Ульянов встал из-за стола и вплотную приблизился к Шевыреву.

– Сдается мне, Пьер, Вы ищете повода, чтобы уклониться от содействия революционному движению?

– Ничуть. Я лишь провожу грань между личным и общественным.

– Вы говорите ерунду. Для нас нет ни личного, ни общественного. Сама идея служения революции предполагает отказ от каких бы то ни было предрассудков в данном отношении, что навязываются нам враждебным обществом.

– Я понимаю… Я лишь говорю о трудностях, с которыми придется столкнуться в достижении поставленной Вами мне цели.

– Никто и не уверял Вас в легкости избранного пути, – самодовольно поднял голову Ульянов. – А трудности, с которыми нам всем еще предстоит столкнуться, прежде, чем император будет убит, несравнимо превышают Ваши.

– И все же меня беспокоит один вопрос?

– Какой?

– Почему мы должны непременно УБИТЬ императора?

– Вы не согласны с тем, что сохранение самодержавной монархии ставит на колени целый народ?

– Я не согласен с тем, что убийство императора является способом решения данной проблемы. Вспомните 1 марта. Что было тогда? Одумалось ли самодержавие или только с пущей силой закрутило гайки и революционному движению, и оппозиции, и реформам вообще?

– Ваши слова отдают упадничеством, – вступил в разговор Бубецкой. Позиции Ульянова были для него несравнимо ближе того «революционного либерализма» что проявлял сейчас Шевырев. Но Ульянов был не в пример ему горяч и зачастую не способен с точки зрения научной отстаивать свою правоту, подменяя разумную аргументацию эмоциями и напором. В Бубецком эмоций тоже было предостаточно, но в данных вопросах он придерживался холодной логики, основанной на фактах и знании жизни.

– Александр говорит о действии, а Вы в диалоге о последствиях оборачиваетесь назад. Что ж, позвольте Вам парировать. Во-первых, после 1 марта 1881 года «Народная воля» оттого потерпела политическое поражение, что не обратилась ни к трону, ни к народу ни с каким манифестом. Мы же намерены сделать это немедленно после покушения. А во-вторых, с одного удара свалить быка и не получится. Веками телец самодержавия отъедался и укреплял свою силу. Первый удар хоть и был провальным, но был все же ощутимым. За ним последует второй, третий, и возможно не сейчас, а после двадцатого удастся лишить его жизненных сил. Но не бывает двадцатый сразу после первого.
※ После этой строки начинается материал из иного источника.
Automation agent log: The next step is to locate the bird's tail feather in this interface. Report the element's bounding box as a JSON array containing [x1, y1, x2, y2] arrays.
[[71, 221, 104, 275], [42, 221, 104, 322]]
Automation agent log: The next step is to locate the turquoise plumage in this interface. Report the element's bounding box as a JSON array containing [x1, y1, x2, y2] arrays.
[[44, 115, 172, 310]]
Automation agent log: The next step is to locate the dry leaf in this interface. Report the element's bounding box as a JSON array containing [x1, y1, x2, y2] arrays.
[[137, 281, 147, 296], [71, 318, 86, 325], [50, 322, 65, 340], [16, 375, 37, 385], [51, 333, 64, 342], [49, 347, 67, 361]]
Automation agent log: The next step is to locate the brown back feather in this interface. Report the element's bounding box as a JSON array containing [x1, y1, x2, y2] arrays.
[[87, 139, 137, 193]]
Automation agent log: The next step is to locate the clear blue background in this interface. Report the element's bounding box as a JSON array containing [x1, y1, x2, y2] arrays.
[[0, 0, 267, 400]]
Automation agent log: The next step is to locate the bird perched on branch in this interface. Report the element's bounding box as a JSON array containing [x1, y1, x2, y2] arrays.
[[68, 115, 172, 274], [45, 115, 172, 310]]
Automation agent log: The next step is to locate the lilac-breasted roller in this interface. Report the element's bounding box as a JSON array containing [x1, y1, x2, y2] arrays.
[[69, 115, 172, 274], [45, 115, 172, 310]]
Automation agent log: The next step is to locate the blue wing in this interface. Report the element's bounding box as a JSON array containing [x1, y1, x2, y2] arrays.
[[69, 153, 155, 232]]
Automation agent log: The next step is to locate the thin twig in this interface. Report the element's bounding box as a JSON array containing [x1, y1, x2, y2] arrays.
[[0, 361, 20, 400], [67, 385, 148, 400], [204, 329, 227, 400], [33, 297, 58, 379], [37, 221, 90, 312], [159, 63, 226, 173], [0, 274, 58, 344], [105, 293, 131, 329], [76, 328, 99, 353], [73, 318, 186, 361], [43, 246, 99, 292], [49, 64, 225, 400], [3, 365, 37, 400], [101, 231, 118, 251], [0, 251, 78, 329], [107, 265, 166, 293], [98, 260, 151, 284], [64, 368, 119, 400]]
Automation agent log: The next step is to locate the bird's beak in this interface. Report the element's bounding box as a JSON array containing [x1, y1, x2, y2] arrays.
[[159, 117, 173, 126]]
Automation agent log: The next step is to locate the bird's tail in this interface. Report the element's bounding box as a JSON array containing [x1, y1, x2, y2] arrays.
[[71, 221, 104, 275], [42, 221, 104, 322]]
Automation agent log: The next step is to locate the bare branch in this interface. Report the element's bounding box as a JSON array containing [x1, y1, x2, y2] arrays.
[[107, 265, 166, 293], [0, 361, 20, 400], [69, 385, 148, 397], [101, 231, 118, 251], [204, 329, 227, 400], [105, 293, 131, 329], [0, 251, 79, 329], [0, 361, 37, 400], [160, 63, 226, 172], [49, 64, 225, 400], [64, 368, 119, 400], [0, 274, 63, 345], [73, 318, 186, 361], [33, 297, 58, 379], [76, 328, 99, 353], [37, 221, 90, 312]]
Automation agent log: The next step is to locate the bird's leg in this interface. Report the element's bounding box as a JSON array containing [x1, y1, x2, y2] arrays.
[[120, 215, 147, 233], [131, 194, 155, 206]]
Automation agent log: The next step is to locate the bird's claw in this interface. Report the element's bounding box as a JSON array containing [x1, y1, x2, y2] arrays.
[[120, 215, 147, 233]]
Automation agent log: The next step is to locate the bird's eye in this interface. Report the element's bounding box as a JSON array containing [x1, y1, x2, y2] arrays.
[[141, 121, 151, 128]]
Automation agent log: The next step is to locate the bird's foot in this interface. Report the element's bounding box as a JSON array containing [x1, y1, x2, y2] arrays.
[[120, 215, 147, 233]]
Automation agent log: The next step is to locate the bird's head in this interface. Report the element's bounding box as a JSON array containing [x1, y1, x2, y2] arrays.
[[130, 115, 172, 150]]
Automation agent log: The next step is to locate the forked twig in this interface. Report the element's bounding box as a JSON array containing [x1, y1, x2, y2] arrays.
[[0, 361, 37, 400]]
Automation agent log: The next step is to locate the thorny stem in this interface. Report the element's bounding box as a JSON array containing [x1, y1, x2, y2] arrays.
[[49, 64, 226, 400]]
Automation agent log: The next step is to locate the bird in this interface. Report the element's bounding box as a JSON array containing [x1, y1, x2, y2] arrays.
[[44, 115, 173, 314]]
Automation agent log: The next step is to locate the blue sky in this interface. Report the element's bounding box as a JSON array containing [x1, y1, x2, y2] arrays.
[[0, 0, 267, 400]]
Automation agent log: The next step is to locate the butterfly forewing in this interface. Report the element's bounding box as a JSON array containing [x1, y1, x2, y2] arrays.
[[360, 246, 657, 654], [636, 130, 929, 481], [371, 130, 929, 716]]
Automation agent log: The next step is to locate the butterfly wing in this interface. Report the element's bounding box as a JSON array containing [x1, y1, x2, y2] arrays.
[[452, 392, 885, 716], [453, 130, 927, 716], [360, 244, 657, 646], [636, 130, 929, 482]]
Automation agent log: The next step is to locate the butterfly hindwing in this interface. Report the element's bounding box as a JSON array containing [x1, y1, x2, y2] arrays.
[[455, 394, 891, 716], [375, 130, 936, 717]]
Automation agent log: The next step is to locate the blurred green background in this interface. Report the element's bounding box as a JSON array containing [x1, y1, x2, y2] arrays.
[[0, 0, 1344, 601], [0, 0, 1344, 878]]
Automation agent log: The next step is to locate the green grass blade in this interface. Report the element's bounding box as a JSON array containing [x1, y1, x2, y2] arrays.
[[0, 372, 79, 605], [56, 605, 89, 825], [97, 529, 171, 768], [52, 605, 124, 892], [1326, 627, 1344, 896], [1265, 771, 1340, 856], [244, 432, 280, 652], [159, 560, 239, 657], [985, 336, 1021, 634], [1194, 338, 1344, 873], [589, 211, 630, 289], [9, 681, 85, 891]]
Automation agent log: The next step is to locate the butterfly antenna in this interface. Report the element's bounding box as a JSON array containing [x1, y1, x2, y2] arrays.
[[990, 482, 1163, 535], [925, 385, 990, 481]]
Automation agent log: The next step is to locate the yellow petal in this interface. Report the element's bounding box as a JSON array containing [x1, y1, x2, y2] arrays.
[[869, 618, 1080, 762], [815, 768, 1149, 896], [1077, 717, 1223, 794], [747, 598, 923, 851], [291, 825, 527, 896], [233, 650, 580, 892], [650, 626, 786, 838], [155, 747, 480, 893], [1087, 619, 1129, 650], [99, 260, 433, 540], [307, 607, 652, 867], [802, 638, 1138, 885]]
После первого следует второй и лишь через два десятка – двадцатый. Так что говорить о бесцельности данного шага мы не можем – еще и потому, что какой бы то ни было либерализм, какая бы то ни было избирательность в выборе мишени могут привести к краху куда вернее и раньше, чем убийство царя. Что даст убийство министра? Или чиновника? Или великого князя? Или губернатора? Засулич стреляла в Трепова – и что? Из положительных эффектов был только оправдательный приговор. Работа ради работы. Мы здесь собрались не для этого.

Среди собравшихся зашумели – одобрение слов Бубецкого было налицо. Шевырев был побит. Но Ульянов решил закрепить свое положение. Он поднялся с места и заговорил негромко, но очень отчетливо:

– Прошу голосовать, товарищи. Кто за убийство царя?

В единодушном порыве комната вскинула руки под потолок. Шевырев помешкался еще немного, но тоже проголосовал положительно.

– Итак, теперь нам сообща предстоит разработать план этого важнейшего политического процесса. Не хватает только информации – и здесь, Пьер, дело только за Вами…

Шевырев лежал на постели и, морщась, вспоминал эти слова. Теперь он стал заложником того дела, которое некогда начал. Тяготило его главным образом не то, что он должен выпытать у своей замужней любовницы план передвижений царя на ближайший месяц, а то, что он уже не испытывал к ней чувств, и для достижения революционной цели предстояло переступить через себя, через человека внутри себя. Сама по себе игра в адюльтер, даже если он кажется на первых порах соблазнительным, есть преступление через себя. Дело в том, что очевидным оно становится по отливу той страстной волны, что захватывает влюбленных. И вот тогда с удвоенной силой ощущается вся мерзость происходящего, и виноватым в этом ощущении привычно считать весь белый свет, тогда как виноваты только двое.